3. HOWEVER, the result is scale dependent ( Since perf for fitnet is mean-squared-error mse(t-y), multiplying t by positive number a will increase perf by a^2
4. Therefore, normalize perf with the performance of the NAIVE CONSTANT MODEL y = constant whose error is minimized when the constant is the mean of the target
y00 = repmat( mean(t,2), 1, size(t,2))
MSE00 = mse( t - y00 )
MSE00 = mean(var(t',1)) % 8.3378
nperf = mse(t-y)/MSE00 % 1.7557e-05
5. Note that the only input is the number of hidden nodes H = 10.
6. HOWEVER, reading the corresponding documentation indicates that H = 10 is a default.
7. Therefore, the net creation statement can be replaced by
net = fitnet;
8. HOWEVER, there will be a different answer each time the code is run.

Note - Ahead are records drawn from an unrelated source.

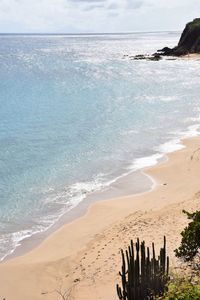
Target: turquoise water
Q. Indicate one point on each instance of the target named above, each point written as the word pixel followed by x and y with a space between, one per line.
pixel 75 115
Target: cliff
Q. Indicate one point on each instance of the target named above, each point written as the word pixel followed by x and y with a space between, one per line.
pixel 188 43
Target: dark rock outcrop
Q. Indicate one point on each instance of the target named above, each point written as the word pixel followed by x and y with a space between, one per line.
pixel 188 43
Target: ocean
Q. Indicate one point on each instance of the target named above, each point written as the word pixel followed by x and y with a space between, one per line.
pixel 77 115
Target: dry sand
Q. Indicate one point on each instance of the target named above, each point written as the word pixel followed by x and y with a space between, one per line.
pixel 82 258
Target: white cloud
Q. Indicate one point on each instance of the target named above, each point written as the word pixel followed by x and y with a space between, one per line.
pixel 95 15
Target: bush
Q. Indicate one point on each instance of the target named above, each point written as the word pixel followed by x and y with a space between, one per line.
pixel 190 243
pixel 143 277
pixel 182 289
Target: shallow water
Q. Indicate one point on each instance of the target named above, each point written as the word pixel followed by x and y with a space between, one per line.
pixel 75 115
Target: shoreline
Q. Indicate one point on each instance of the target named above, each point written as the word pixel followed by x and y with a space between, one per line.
pixel 120 187
pixel 83 257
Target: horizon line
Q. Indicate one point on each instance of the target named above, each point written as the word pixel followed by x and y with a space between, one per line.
pixel 85 33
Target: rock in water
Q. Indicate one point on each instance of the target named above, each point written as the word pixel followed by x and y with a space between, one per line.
pixel 188 43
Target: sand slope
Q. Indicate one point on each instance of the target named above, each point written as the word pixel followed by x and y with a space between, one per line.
pixel 83 258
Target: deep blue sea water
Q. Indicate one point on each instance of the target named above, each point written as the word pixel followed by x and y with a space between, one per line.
pixel 75 115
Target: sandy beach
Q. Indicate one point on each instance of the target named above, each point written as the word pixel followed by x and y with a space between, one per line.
pixel 81 260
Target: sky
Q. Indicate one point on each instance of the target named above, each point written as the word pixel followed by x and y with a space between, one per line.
pixel 95 16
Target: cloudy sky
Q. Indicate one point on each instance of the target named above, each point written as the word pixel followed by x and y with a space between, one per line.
pixel 73 16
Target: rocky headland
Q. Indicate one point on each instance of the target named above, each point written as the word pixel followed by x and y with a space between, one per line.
pixel 189 43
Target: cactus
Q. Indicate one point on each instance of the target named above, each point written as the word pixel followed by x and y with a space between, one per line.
pixel 142 277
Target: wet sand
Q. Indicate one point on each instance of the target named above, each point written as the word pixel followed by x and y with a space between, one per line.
pixel 82 258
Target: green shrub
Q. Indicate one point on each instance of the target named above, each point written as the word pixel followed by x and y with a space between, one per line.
pixel 190 243
pixel 182 289
pixel 143 277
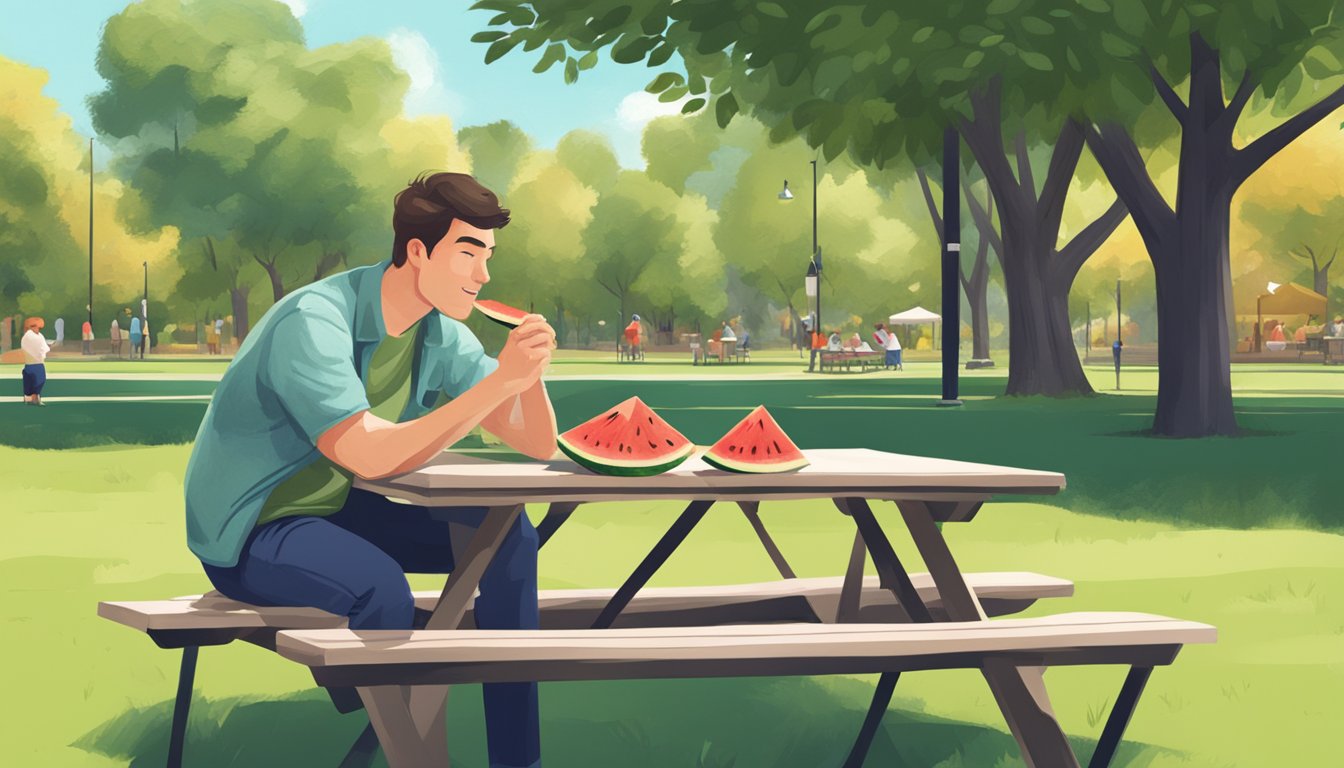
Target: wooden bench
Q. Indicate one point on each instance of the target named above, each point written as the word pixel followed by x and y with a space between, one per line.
pixel 213 619
pixel 376 659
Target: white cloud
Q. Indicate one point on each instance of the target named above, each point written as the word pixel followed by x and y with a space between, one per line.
pixel 640 108
pixel 428 94
pixel 296 7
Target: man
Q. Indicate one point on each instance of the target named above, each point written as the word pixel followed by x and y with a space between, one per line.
pixel 632 336
pixel 35 350
pixel 343 378
pixel 114 334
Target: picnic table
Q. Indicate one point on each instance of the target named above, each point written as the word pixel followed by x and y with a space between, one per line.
pixel 894 623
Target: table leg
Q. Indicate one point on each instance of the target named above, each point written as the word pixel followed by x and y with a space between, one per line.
pixel 651 564
pixel 409 740
pixel 890 572
pixel 753 514
pixel 851 591
pixel 1020 692
pixel 555 517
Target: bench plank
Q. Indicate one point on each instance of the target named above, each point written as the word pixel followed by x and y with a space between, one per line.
pixel 781 600
pixel 418 657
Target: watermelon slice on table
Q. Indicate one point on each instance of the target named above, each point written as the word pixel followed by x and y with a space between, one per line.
pixel 628 440
pixel 500 312
pixel 756 444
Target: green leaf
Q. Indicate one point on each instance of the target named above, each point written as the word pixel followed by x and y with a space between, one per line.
pixel 725 108
pixel 554 53
pixel 1036 61
pixel 500 47
pixel 1036 26
pixel 664 81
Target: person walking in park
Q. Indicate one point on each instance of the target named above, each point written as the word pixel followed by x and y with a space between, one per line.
pixel 136 335
pixel 35 350
pixel 340 379
pixel 114 338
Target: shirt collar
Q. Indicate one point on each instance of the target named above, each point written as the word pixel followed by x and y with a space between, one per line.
pixel 368 308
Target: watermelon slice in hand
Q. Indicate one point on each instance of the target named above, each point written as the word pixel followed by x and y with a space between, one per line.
pixel 628 440
pixel 500 312
pixel 756 444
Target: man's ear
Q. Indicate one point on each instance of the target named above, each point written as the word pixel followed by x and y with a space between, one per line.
pixel 415 252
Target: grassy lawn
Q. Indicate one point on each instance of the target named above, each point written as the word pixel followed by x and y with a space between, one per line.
pixel 1241 533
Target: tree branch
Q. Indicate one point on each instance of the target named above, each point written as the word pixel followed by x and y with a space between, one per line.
pixel 1086 242
pixel 1169 97
pixel 984 221
pixel 929 201
pixel 1028 182
pixel 1249 159
pixel 1118 158
pixel 1063 163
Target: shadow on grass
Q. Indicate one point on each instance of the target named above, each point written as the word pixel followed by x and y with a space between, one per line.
pixel 784 722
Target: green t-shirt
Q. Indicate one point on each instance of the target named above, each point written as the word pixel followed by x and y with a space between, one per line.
pixel 321 487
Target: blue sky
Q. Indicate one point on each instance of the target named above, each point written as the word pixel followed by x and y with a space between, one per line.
pixel 430 41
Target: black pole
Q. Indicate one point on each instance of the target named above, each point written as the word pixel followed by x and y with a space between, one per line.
pixel 815 254
pixel 950 262
pixel 90 233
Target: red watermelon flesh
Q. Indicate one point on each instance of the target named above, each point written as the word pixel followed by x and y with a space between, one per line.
pixel 628 440
pixel 756 444
pixel 500 312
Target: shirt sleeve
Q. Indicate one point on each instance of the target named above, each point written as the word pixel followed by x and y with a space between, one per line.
pixel 467 362
pixel 309 367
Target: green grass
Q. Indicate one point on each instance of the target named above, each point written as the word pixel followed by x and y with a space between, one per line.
pixel 98 694
pixel 102 521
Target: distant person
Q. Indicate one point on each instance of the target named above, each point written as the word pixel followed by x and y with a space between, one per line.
pixel 114 336
pixel 137 336
pixel 35 350
pixel 632 335
pixel 893 346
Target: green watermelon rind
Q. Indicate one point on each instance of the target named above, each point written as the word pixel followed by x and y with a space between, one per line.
pixel 496 316
pixel 625 468
pixel 754 468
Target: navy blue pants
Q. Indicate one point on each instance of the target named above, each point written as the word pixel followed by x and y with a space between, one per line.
pixel 355 562
pixel 34 377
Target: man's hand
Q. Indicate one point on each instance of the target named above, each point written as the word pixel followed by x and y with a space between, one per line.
pixel 526 354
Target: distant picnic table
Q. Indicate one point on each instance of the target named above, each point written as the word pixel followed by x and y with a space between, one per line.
pixel 894 623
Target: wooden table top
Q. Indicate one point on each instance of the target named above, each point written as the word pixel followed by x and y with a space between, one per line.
pixel 457 479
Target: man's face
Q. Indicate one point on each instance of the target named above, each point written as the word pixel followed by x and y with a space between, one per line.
pixel 452 275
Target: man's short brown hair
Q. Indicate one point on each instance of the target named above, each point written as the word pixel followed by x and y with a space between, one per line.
pixel 428 206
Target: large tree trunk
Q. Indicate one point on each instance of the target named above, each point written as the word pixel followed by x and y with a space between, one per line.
pixel 1038 275
pixel 238 296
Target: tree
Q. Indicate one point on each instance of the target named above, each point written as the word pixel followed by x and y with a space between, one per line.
pixel 1255 51
pixel 846 78
pixel 496 151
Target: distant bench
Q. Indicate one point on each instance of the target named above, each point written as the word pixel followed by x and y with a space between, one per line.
pixel 213 619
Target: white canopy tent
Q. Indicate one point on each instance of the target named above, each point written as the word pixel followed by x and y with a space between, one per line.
pixel 917 316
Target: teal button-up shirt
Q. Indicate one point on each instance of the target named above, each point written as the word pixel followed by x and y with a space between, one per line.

This is because of
a. Default RANDOM data division 70/15/15
b. Default RANDOM initial weights
9. In order to duplicate results, initialize the RNG to the same initial state ( your choice ) BEFORE the train statement.
10. That is all you need to get a repeatable result.

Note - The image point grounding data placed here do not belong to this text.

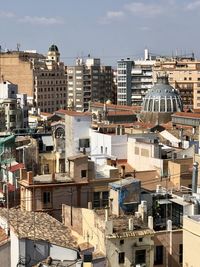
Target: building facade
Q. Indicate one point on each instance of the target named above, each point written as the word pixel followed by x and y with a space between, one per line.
pixel 134 78
pixel 184 75
pixel 42 78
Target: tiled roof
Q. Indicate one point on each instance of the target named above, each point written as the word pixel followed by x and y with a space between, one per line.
pixel 120 113
pixel 72 113
pixel 39 226
pixel 187 115
pixel 119 107
pixel 16 167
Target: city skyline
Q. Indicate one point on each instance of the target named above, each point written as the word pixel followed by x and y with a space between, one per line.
pixel 110 30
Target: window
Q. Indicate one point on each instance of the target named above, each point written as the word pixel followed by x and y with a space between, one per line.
pixel 46 168
pixel 121 241
pixel 83 173
pixel 180 253
pixel 121 257
pixel 96 199
pixel 158 255
pixel 105 196
pixel 140 256
pixel 47 203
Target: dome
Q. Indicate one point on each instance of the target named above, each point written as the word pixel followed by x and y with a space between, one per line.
pixel 53 48
pixel 162 97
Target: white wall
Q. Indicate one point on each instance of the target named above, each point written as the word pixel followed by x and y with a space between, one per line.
pixel 111 145
pixel 143 163
pixel 76 127
pixel 14 245
pixel 8 90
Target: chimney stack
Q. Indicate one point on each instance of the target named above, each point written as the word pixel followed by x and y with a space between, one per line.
pixel 30 177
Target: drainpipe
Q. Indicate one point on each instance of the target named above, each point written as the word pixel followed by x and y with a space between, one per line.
pixel 194 177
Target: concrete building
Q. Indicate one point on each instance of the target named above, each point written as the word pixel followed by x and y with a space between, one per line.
pixel 13 107
pixel 77 138
pixel 191 240
pixel 160 102
pixel 89 81
pixel 134 78
pixel 184 75
pixel 109 145
pixel 85 182
pixel 42 78
pixel 124 240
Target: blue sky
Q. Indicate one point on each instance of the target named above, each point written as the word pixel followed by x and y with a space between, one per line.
pixel 109 29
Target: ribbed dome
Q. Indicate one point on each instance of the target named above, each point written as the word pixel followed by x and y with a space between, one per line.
pixel 162 97
pixel 53 48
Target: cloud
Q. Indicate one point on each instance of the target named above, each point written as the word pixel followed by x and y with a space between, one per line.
pixel 4 14
pixel 145 10
pixel 41 20
pixel 144 28
pixel 193 5
pixel 112 16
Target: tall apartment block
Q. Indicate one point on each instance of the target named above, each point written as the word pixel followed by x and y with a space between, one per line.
pixel 89 81
pixel 42 78
pixel 184 75
pixel 13 107
pixel 134 78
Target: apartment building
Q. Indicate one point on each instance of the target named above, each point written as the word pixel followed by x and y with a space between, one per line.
pixel 89 81
pixel 184 75
pixel 134 78
pixel 13 107
pixel 41 77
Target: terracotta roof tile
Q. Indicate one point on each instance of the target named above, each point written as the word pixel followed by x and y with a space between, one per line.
pixel 39 226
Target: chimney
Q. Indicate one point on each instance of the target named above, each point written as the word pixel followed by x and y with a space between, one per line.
pixel 123 171
pixel 23 174
pixel 30 177
pixel 90 205
pixel 150 222
pixel 194 177
pixel 130 224
pixel 169 225
pixel 106 214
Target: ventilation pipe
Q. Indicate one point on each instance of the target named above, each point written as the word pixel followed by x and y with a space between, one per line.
pixel 194 177
pixel 150 222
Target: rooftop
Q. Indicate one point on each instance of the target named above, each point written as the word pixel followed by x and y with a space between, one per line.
pixel 72 113
pixel 121 226
pixel 38 226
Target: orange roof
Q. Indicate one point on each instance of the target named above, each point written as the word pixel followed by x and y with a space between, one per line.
pixel 45 114
pixel 187 114
pixel 121 107
pixel 120 112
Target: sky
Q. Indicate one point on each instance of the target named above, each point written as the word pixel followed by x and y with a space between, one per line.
pixel 108 29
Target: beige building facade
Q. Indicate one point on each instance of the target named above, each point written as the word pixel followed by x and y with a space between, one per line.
pixel 42 78
pixel 191 241
pixel 89 81
pixel 184 75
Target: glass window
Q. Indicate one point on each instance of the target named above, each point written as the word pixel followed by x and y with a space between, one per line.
pixel 121 257
pixel 158 255
pixel 140 256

11. HOWEVER, since the initial weights are random, there is no guarantee that the automatic choice is successful. In addition, in the general case, there is no guarantee that H = 10 is a good choice.
12. This can be mitigated by designing multiple nets in a double for loop over H = Hmin:dH:Hmax and Nweighttrials = 1:Ntrials. Then choosing the net with best validation set performance result.

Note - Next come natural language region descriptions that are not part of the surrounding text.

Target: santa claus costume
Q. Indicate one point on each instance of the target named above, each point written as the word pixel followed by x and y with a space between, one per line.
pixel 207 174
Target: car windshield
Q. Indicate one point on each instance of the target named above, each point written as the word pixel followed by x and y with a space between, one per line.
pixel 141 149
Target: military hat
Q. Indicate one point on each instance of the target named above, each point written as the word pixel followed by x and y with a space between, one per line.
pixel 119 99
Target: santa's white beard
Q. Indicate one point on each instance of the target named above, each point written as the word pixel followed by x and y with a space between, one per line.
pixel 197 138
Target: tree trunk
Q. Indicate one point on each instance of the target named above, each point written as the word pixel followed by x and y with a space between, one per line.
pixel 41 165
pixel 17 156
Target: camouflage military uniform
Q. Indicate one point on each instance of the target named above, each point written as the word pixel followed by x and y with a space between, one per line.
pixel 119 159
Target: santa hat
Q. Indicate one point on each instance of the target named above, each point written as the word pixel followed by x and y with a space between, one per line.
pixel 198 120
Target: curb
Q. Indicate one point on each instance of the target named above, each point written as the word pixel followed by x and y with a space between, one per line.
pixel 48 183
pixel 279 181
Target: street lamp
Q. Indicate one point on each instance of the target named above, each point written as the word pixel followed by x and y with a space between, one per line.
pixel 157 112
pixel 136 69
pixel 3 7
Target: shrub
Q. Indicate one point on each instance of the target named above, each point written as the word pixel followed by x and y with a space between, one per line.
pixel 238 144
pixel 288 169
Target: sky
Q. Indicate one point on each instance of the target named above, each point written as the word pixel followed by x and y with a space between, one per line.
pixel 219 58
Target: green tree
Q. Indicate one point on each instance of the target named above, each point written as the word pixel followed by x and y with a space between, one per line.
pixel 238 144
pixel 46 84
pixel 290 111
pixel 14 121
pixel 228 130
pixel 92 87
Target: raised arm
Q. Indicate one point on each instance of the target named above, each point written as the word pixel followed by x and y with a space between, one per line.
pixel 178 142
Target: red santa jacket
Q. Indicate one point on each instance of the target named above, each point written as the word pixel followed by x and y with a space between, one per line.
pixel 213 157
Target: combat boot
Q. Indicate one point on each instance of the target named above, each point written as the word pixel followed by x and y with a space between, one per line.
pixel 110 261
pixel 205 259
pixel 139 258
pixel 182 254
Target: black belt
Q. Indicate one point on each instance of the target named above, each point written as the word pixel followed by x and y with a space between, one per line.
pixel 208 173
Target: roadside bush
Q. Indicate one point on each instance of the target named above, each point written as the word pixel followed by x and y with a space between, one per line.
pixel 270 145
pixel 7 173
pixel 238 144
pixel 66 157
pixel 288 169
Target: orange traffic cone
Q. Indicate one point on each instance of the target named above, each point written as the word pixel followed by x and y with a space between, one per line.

13. HOWEVER, the perf value obtained above combines the result for all of the data subsets: trn, val and tst.
14. To obtain separate results for each subset, use the training record tr from
rng('default') % Or your favorite RNG state
[ net tr y e ] = train( net, x, t);
% y = net(x); % output
% e = t-y; % error
NMSE = mse(e)/MSE00
NMSEtrn = tr.best_perf/MSE00 % BIASED: trn used to obtain weights
NMSEval = tr.best_vperf/MSE00 % BIASED: val used to stop training AND pick best of multiple designs
NMSEtst = tr.best_tperf/MSE00 % Use to obtain UNBIASED performance estimate
[ x ,t ] = simplefit_dataset;
MSE00 = mean( var( t',1) ) % 8.3378
net = fitnet;
rng( 'default' )
[net tr y e] = train(net, x, t);
NMSE = mse(e)/MSE00 % 1.7558e-05
NMSEtrn = tr.best_perf/MSE00 % 1.4665e-05
NMSEval = tr.best_vperf/MSE00 % 1.06e-05
NMSEtst = tr.best_tperf/MSE00 % 3.8155e-05
Hope this helps,
Thank you for formally accepting my answer
PS Many real world examples will require searches for H and initial weights. If you reuse the same net, be sure to use the function CONFIGURE for weight initialization.